Archive | 1 janvier 2021

Mon programme de lecture pour 2021

Bonjour à tous

Je n’aime pas faire des bilans de lecture. Je vais donc plutôt me tourner vers l’avenir, et vers ce que j’envisage de lire au cours de cette année 2021.
Je ne vais pas dresser ici une liste de lecture, ce serait non seulement long, mais en plus contre-productif.

En effet, l’une de mes premières règles est de ne m’interdire aucune lecture. Envie de lire l’œuvre intégrale d’un auteur/d’une autrice ? Envie de découvrir de nouveaux horizons littéraires ? Envie au contraire d’approfondir l’œuvre d’auteurs que je connais déjà ? Plongeon dans les classiques, les « vintages » ou les dernières nouveautés ? Pour moi, tout est possible, sauf deux faits. Je ne peux pas m’interdire de lire un livre sous prétexte qu’il est trop populaire, ou pas assez populaire, sous prétexte qu’il apparaît à tel ou tel genre. Je prends le risque que l’on me dise à nouveau cette année : « tu lis vraiment n’importe quoi ». Non, je lis vraiment de tout, et ce n’est pas la même chose.
De même, je ne me vois pas me forcer à « lire moins », sous le prétexte que… Que quoi, au juste ? La vie nous prouve hélas qu’il est des circonstances (le confinement) pendant lesquelles on n’a pas/on n’a moins le temps de lire ou au contraire on n’a pas envie. Imaginez-vous un challenge littéraire qui aurait pour close de lire moins ? Moi non plus !

Le premier temps fort c’est février et le mois du polar. 28 jours consacrés uniquement au polar sous toutes ses formes.

En mars, ce sera la fin de la nouvelle édition du challenge Animaux du monde. Si tout va bien, je reconduis le challenge.

Pour le 1er avril, et ce n’est pas un poisson, pourquoi ne pas lire un roman de Barbara Cartland ?

Puis le mois de mai avec le mois espagnol et sud-américain. Même si je ne pense pas lire énormément d’œuvres espagnoles ou sud-américaine cette année, ce mois me tient à coeur.

En juillet, fin du challenge Thriller et polar, et début de sa nouvelle édition. J’espère réussir pour la nouvelle édition à dresser un bilan mensuel, comme je faisais les autres années.

En juillet, en août, en septembre, aurons-nous le retour à une vie faite de plus de rencontre et de partage ? Je l’espère en tout cas. Les salons du livre, pour rester dans le domaine littéraire, m’ont beaucoup manqué.
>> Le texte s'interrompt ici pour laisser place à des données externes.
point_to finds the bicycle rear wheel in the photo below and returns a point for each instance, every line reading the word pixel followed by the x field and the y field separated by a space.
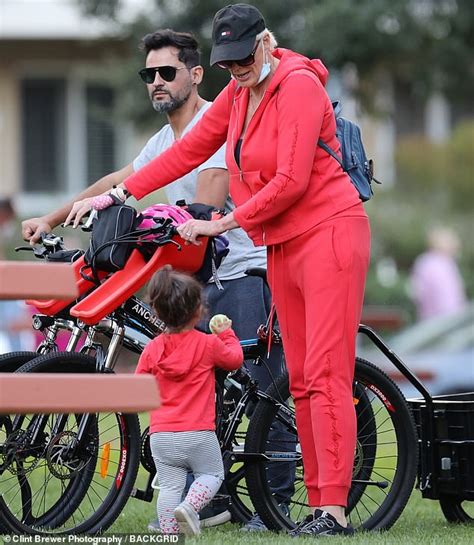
pixel 11 361
pixel 50 482
pixel 385 459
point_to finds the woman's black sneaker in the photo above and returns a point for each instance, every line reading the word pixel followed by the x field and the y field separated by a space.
pixel 296 531
pixel 324 524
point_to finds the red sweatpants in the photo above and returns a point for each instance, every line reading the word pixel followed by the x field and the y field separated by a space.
pixel 317 282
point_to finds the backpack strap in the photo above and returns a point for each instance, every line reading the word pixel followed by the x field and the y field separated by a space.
pixel 331 152
pixel 337 107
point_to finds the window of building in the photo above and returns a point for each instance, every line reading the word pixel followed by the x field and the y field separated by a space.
pixel 100 132
pixel 43 132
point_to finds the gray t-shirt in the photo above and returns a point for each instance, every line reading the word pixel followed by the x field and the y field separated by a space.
pixel 243 254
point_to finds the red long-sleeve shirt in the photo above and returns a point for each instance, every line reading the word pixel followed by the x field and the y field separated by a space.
pixel 183 365
pixel 286 184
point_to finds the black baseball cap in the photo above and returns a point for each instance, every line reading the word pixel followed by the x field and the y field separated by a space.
pixel 233 32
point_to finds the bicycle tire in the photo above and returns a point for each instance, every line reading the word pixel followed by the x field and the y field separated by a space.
pixel 393 420
pixel 454 509
pixel 11 361
pixel 76 509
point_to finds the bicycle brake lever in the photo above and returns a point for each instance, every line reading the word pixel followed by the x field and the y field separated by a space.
pixel 87 226
pixel 21 248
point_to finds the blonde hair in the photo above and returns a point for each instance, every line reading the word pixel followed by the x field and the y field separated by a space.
pixel 273 42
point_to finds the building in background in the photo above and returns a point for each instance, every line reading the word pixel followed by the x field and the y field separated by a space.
pixel 57 126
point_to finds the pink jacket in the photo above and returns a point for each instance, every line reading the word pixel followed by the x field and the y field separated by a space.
pixel 183 364
pixel 286 183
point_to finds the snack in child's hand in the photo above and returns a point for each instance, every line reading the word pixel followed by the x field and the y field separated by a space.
pixel 219 323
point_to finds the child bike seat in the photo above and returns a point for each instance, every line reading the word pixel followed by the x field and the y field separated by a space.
pixel 137 272
pixel 53 306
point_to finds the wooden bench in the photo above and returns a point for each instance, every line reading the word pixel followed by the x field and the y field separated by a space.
pixel 61 392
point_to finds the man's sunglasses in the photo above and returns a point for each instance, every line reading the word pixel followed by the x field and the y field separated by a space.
pixel 167 73
pixel 250 59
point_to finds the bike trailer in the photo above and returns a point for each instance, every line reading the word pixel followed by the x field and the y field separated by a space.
pixel 445 428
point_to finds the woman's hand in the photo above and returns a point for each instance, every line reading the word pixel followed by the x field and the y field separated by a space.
pixel 78 210
pixel 190 230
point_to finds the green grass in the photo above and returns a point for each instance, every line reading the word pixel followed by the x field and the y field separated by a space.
pixel 421 523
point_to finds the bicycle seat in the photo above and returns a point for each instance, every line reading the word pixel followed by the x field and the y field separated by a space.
pixel 51 307
pixel 137 272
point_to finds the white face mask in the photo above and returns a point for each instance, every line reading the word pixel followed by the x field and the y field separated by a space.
pixel 265 68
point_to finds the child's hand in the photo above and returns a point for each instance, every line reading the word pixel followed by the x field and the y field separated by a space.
pixel 219 323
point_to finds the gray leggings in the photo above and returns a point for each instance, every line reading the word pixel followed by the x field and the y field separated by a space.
pixel 177 453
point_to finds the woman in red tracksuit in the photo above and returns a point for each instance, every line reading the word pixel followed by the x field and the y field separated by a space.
pixel 293 197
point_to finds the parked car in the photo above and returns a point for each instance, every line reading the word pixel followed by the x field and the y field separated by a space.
pixel 440 351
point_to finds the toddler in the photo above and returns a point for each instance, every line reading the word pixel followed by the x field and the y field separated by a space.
pixel 182 429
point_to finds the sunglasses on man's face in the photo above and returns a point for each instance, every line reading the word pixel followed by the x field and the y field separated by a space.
pixel 167 73
pixel 249 60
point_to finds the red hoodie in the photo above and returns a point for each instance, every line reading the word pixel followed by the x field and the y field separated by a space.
pixel 183 365
pixel 286 183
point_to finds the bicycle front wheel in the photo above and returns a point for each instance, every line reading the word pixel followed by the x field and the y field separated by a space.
pixel 69 473
pixel 385 461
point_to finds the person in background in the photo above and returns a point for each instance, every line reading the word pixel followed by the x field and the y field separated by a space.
pixel 172 75
pixel 436 284
pixel 296 200
pixel 182 429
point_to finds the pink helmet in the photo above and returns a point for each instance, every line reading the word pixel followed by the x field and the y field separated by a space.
pixel 177 214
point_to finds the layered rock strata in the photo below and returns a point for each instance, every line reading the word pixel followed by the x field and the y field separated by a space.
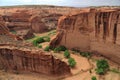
pixel 94 29
pixel 22 56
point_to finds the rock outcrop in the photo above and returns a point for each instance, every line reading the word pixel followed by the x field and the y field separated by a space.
pixel 94 29
pixel 21 56
pixel 37 18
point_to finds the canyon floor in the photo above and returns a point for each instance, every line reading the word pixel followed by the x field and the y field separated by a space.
pixel 84 69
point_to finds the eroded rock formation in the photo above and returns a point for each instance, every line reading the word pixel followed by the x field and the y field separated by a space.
pixel 22 56
pixel 94 29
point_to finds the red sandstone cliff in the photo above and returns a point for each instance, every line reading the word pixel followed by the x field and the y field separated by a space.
pixel 95 30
Je pense au salon de Franqueville-Saint-Pierre, celui de Romilly sur Andelle, celui d’Osny, le festival America de Vincennes, Saint-Maur-des-fossés ou le festival jeunesse de Rouen.

Je terminerai par quelques titres que j’aimerai lire cette année (ils sont tous dans ma PAL, et pour certains, ils sont vraiment depuis trop longtemps dans ma PAL) :
– Le mystérieux voyage de Nils Holgersson à travers la Suède de Selma Lagerlöf.
– Quentin Durward de Walter Scott.
– Blonde de Joyce Carol Oates (depuis le temps que je le dis…).
– Octavie d’Urville, tome 3 d’Esther Brissac
– La passe-miroir, tome 4 de Christelle Dabos
– Rendez-vous avec le poison de Julia Chapman
– Jake de Bryan Reardon
– Le marathon d’Honolulu de Hunther S Cooper.
– Son espionne royale mène l’enquête tome 1 (prêté par une amie qui n’est pas pressée de le récupérer. Il faudrait tout de même que je le lise).
– Le pays des ombres de Chitra Banerjee Divakaruni (fin d’une trilogie).

Oui, beaucoup de « fin de série », sachant que j’en ai terminé quelques-unes l’année passée (les frères Reavley) ou que j’ai bien progressé dans la lecture de séries contenues dans ma PAL (la passe-miroir, notamment).

Bien sûr, je vais continuer à participer à des challenges et à ne rien m’interdire : la pédagogie est à base de répétition.

Bonne année 2021 !

L’année 2020 a été une année difficile, une année inédite, une année comme jamais je n’aurais pensé en vivre. Une année qui m’a forcée à enseigner autrement, qui fait aussi que j’ai dû prendre des précautions, prendre « des distances » par rapport à des personnes fragiles de mon entourage. Garder les distances physiques ne signifie par rompre le contact, je crois que le téléphone n’aura jamais autant fonctionné !

Alors, si j’ai un voeu pour 2021, c’est de tisser et de retisser les liens qui nous unissent, de ne laisser personne sur le bord de la route, de rester toujours à l’écoute.